4 of 62 comments (clear)

  1. Believe it or not by Landak · · Score: 5, Insightful

    Believe it or not, Skype carries the second largest number of international calls in the world, second only to AT&T. With a volume like that, you'd imagine that any potential vulnerability may well find someone interested in applying it, very quickly. Like, for instance, the NSA...

    --
    My UID is prime. Is yours?
    1. Re:Believe it or not by Wowsers · · Score: 4, Insightful

      Luckily* for Linux and Skype users, Skype hasn't been updated in about 2 years, and definitely no 64 bit version. So the vulnerability will be there for who knows how long until Skype (or is it eBay) gets their finger out of their backside and gives Linux/Skype users a better deal.

      * Being sarcastic

      --
      Take Nobody's Word For It.
  2. Unsurprising by Alcoholist · · Score: 4, Insightful

    Anyone expecting privacy on these systems is a fool.
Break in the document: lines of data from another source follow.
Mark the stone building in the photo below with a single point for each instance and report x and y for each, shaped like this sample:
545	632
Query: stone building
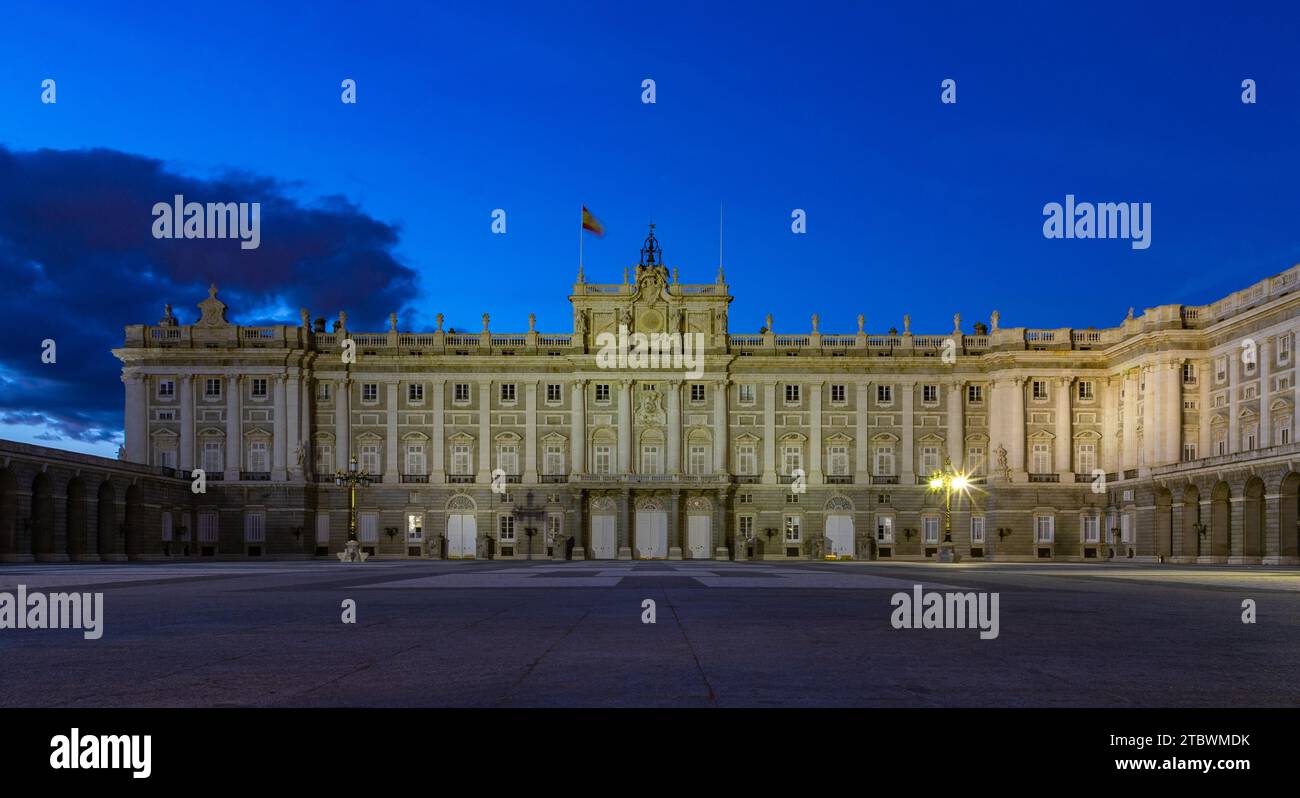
1170	437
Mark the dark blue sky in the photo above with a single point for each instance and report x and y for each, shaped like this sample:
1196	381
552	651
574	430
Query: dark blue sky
913	207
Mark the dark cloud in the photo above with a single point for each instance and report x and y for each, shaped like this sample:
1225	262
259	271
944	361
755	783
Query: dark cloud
79	263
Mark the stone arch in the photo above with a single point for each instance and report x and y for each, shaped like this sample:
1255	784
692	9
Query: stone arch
1252	517
1221	520
1192	541
1288	515
43	517
1164	521
133	524
105	524
8	514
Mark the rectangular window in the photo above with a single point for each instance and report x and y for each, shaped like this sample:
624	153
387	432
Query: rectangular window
601	460
928	459
324	458
259	456
1086	458
792	459
1041	459
698	463
553	459
884	460
255	528
371	458
462	459
746	460
839	460
649	459
415	459
507	458
368	527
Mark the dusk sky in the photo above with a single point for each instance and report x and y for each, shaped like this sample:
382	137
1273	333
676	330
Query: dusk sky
913	205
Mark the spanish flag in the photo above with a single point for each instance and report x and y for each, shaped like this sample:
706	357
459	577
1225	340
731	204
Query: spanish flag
590	222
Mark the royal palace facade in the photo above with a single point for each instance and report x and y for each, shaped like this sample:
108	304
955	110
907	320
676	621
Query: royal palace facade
1166	438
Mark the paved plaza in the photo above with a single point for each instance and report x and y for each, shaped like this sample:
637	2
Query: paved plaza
726	634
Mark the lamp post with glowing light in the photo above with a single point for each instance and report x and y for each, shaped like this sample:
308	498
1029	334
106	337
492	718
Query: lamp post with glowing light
352	477
948	480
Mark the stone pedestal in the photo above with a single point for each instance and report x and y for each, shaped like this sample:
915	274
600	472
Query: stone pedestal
352	553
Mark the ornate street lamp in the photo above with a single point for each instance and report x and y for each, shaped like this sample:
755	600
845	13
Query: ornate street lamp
948	480
354	478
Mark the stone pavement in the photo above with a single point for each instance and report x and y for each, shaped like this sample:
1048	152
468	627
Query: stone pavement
731	634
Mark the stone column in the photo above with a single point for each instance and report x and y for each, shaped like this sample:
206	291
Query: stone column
577	421
722	423
1109	460
1017	428
1171	411
294	434
862	454
484	433
1130	425
531	432
956	432
1064	430
1234	425
624	426
135	419
1265	438
234	428
186	389
391	475
280	432
815	473
1205	441
342	423
440	442
768	433
674	432
909	447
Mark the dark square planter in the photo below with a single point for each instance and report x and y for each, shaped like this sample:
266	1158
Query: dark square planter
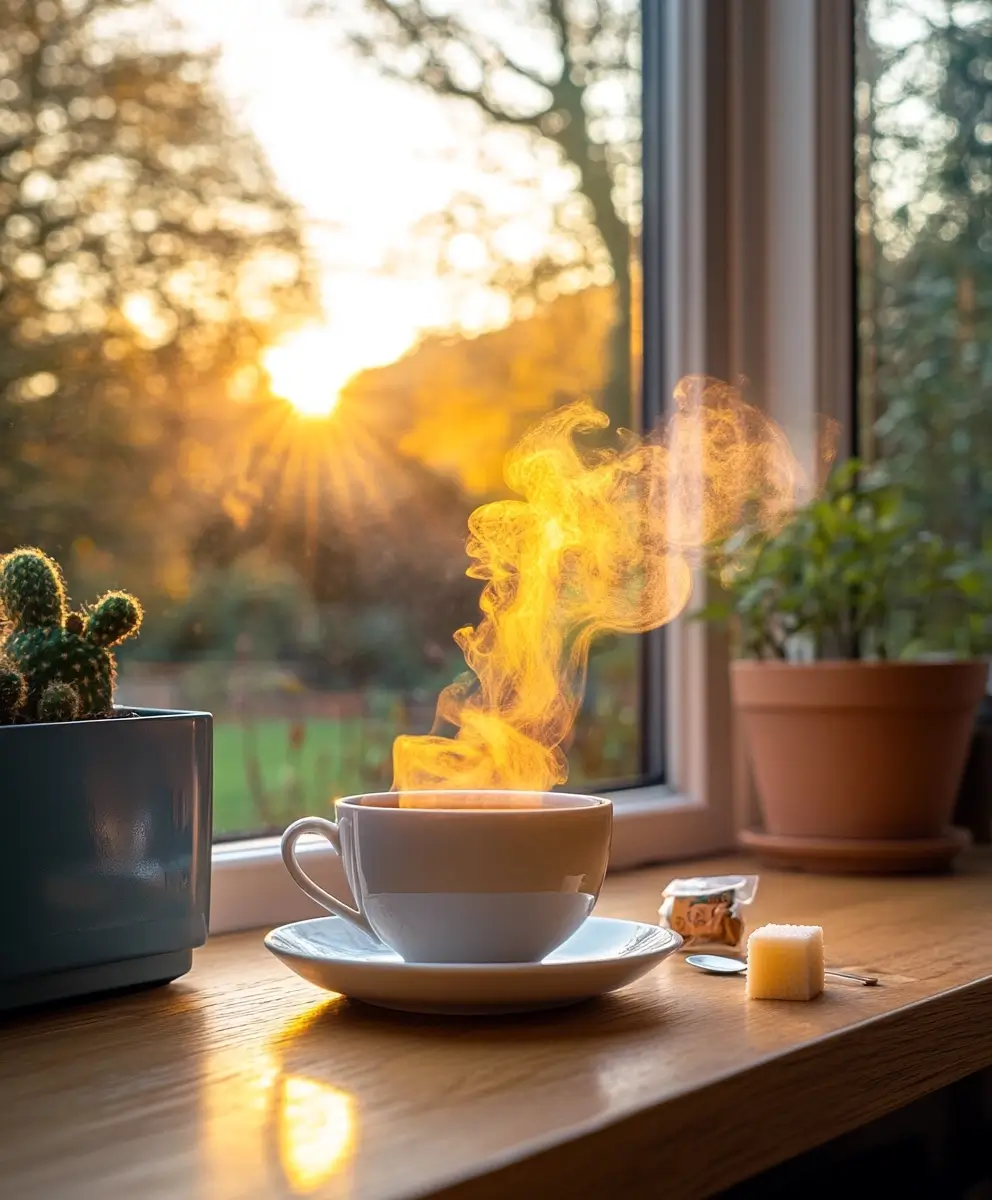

It's not like either of these companies is regulated in any way, to say nothing of the fact they provide their services over the Internet which you only have read /. for a day to know is not secure.

    --
    Bibo Ergo Sum.
  3. Cloud apps improve security by Alascom · · Score: 5, Insightful

    Once again, we see that cloud apps like Google's Grandcentral have a real benefit to security, despite the sensationalist scare mongering.

    When a bug in a cloud based application is identified, it can be patched quickly, in a single location, and the bug disappears. The same cannot be said of locally installed apps (exchange servers, etc) that take years for companies and administrators to eventually get the patches installed.